Department of Orthopedics, Chengdu Seventh People's Hospital, Chengdu, China.
Department of Radiology, Sichuan University West China Hospital, Guoxue Xiang, No. 37, Chengdu 610041, China.
Acad Radiol. 2023 Jun;30(6):1092-1100. doi: 10.1016/j.acra.2022.06.022. Epub 2022 Jul 30.
To investigate the noninvasive prediction model for new fractures after percutaneous vertebral augmentation (PVA) based on radiomics signature and clinical parameters.
Data from patients who were diagnosed with osteoporotic vertebral compression fracture (OVCF) and treated with PVA in our hospital between May 2014 and April 2019 were retrospectively analyzed. Radiomics features were extracted from T1-weighted magnetic resonance imaging (MRI) of the T11-L5 segments taken before PVA. Different radiomics models was developed by using linear discriminant analysis (LDA), multilayer perceptron (MLP), and stochastic gradient descent (SGD) classifiers. A nomogram was constructed by integrating clinical parameters and Radscore that calculated by the best radiomics model. The model performance was quantified in terms of discrimination, calibration and clinical usefulness.
Four clinical parameters and 16 selected radiomics features were used for model development. The clinical model showed poor discrimination capability with area under the curves (AUCs) yielding of 0.522 in the training dataset and 0.517 in the validation dataset. The LDA, MLP and SGD classifier-based radiomics model had achieved AUCs of 0.793, 0.810, and 0.797 in the training dataset, and 0.719, 0.704, and 0.725 in the validation dataset, respectively. The nomogram showed the best performance with AUCs achieving 0.810 and 0.754 in the training and validation datasets, respectively. The decision curve analysis demonstrated the net benefit of the nomogram was higher than that of other models.

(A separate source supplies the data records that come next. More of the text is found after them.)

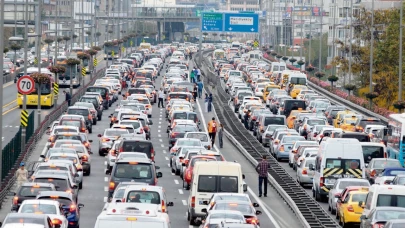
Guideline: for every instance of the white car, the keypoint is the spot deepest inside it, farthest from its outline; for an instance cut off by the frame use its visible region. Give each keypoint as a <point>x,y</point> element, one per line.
<point>52,208</point>
<point>202,136</point>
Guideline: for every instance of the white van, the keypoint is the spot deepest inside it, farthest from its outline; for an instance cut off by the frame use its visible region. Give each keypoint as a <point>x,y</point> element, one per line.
<point>129,215</point>
<point>384,196</point>
<point>209,178</point>
<point>336,158</point>
<point>278,66</point>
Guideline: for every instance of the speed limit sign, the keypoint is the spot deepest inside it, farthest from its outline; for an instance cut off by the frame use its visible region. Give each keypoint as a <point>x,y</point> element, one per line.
<point>25,85</point>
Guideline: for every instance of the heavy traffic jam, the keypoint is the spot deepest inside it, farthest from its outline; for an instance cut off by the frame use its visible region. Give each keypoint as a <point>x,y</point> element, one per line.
<point>353,163</point>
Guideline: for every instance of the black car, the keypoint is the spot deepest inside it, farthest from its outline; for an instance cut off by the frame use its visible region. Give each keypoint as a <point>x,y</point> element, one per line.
<point>130,169</point>
<point>29,190</point>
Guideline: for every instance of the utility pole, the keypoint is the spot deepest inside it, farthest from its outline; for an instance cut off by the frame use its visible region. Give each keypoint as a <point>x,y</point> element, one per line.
<point>38,53</point>
<point>24,129</point>
<point>400,53</point>
<point>1,81</point>
<point>371,50</point>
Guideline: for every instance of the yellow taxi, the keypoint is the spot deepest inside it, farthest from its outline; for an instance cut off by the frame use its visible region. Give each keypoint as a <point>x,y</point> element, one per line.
<point>270,87</point>
<point>340,116</point>
<point>349,211</point>
<point>349,123</point>
<point>296,89</point>
<point>293,116</point>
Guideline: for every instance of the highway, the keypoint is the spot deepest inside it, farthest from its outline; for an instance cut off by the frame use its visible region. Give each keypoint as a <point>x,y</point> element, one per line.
<point>11,111</point>
<point>93,195</point>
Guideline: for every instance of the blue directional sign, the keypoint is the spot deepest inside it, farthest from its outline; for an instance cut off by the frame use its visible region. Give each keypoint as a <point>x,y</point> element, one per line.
<point>212,22</point>
<point>241,22</point>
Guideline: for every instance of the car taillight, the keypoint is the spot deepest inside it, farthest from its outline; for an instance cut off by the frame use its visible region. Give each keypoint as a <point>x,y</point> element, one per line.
<point>163,206</point>
<point>15,200</point>
<point>111,186</point>
<point>72,208</point>
<point>193,201</point>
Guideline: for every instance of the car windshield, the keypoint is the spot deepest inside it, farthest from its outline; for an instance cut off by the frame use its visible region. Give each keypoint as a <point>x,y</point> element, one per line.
<point>38,209</point>
<point>139,196</point>
<point>115,132</point>
<point>188,143</point>
<point>244,208</point>
<point>200,136</point>
<point>382,164</point>
<point>32,191</point>
<point>386,215</point>
<point>26,220</point>
<point>133,171</point>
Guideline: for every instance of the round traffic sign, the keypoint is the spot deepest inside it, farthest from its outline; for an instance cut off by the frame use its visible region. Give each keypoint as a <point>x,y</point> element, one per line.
<point>25,85</point>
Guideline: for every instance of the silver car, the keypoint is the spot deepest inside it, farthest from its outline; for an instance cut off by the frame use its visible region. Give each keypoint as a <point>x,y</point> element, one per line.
<point>339,186</point>
<point>304,174</point>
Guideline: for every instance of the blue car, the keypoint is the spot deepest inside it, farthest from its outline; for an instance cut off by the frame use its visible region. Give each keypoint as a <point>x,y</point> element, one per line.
<point>71,210</point>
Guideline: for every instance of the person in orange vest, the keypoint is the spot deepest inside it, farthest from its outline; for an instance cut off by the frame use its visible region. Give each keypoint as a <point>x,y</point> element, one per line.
<point>212,130</point>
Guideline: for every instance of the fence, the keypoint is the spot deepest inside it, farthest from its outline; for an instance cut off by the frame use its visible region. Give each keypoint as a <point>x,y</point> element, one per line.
<point>12,150</point>
<point>34,137</point>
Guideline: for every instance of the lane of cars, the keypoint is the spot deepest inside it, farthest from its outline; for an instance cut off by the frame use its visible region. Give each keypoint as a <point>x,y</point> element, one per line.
<point>341,154</point>
<point>66,190</point>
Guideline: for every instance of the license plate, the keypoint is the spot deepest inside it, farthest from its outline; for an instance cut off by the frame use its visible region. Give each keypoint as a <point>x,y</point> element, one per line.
<point>132,212</point>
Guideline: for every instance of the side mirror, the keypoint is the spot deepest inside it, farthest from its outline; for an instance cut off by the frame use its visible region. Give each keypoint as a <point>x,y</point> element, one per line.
<point>245,187</point>
<point>159,175</point>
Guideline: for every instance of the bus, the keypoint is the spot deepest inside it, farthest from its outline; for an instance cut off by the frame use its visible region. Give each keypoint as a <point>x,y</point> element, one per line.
<point>71,75</point>
<point>395,137</point>
<point>47,95</point>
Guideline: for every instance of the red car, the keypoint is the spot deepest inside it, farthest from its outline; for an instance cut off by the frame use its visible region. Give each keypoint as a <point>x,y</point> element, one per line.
<point>188,174</point>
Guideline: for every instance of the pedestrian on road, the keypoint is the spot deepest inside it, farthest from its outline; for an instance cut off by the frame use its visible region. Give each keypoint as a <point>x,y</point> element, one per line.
<point>209,108</point>
<point>161,95</point>
<point>262,169</point>
<point>22,175</point>
<point>68,97</point>
<point>192,77</point>
<point>212,130</point>
<point>200,87</point>
<point>220,135</point>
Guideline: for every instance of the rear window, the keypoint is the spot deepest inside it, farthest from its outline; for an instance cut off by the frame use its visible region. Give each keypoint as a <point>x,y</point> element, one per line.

Our findings indicate that combining clinical features with radiomics features from pre-augmentation T1-weighted MRI can be used to develop a nomogram that can predict new fractures in patients after PVA.
基于放射组学特征和临床参数,探讨经皮椎体强化术(PVA)后新发骨折的无创预测模型。
回顾性分析 2014 年 5 月至 2019 年 4 月在我院接受 PVA 治疗的骨质疏松性椎体压缩性骨折(OVCF)患者的资料。对 PVA 前 T11-L5 节段的 T1 加权磁共振成像(MRI)进行放射组学特征提取。使用线性判别分析(LDA)、多层感知器(MLP)和随机梯度下降(SGD)分类器建立不同的放射组学模型。通过整合临床参数和由最佳放射组学模型计算得出的 Radscore 构建列线图。通过判别能力、校准度和临床实用性来量化模型性能。
四个临床参数和 16 个选定的放射组学特征用于模型开发。临床模型的判别能力较差,在训练数据集和验证数据集中的曲线下面积(AUC)分别为 0.522 和 0.517。基于 LDA、MLP 和 SGD 分类器的放射组学模型在训练数据集和验证数据集中的 AUC 分别为 0.793、0.810 和 0.797,0.719、0.704 和 0.725。列线图表现出最佳性能,在训练数据集和验证数据集中的 AUC 分别为 0.810 和 0.754。决策曲线分析表明,列线图的净收益高于其他模型。
本研究结果表明,结合 PVA 前 T1 加权 MRI 的临床特征和放射组学特征,可用于开发预测 PVA 后患者新发骨折的列线图。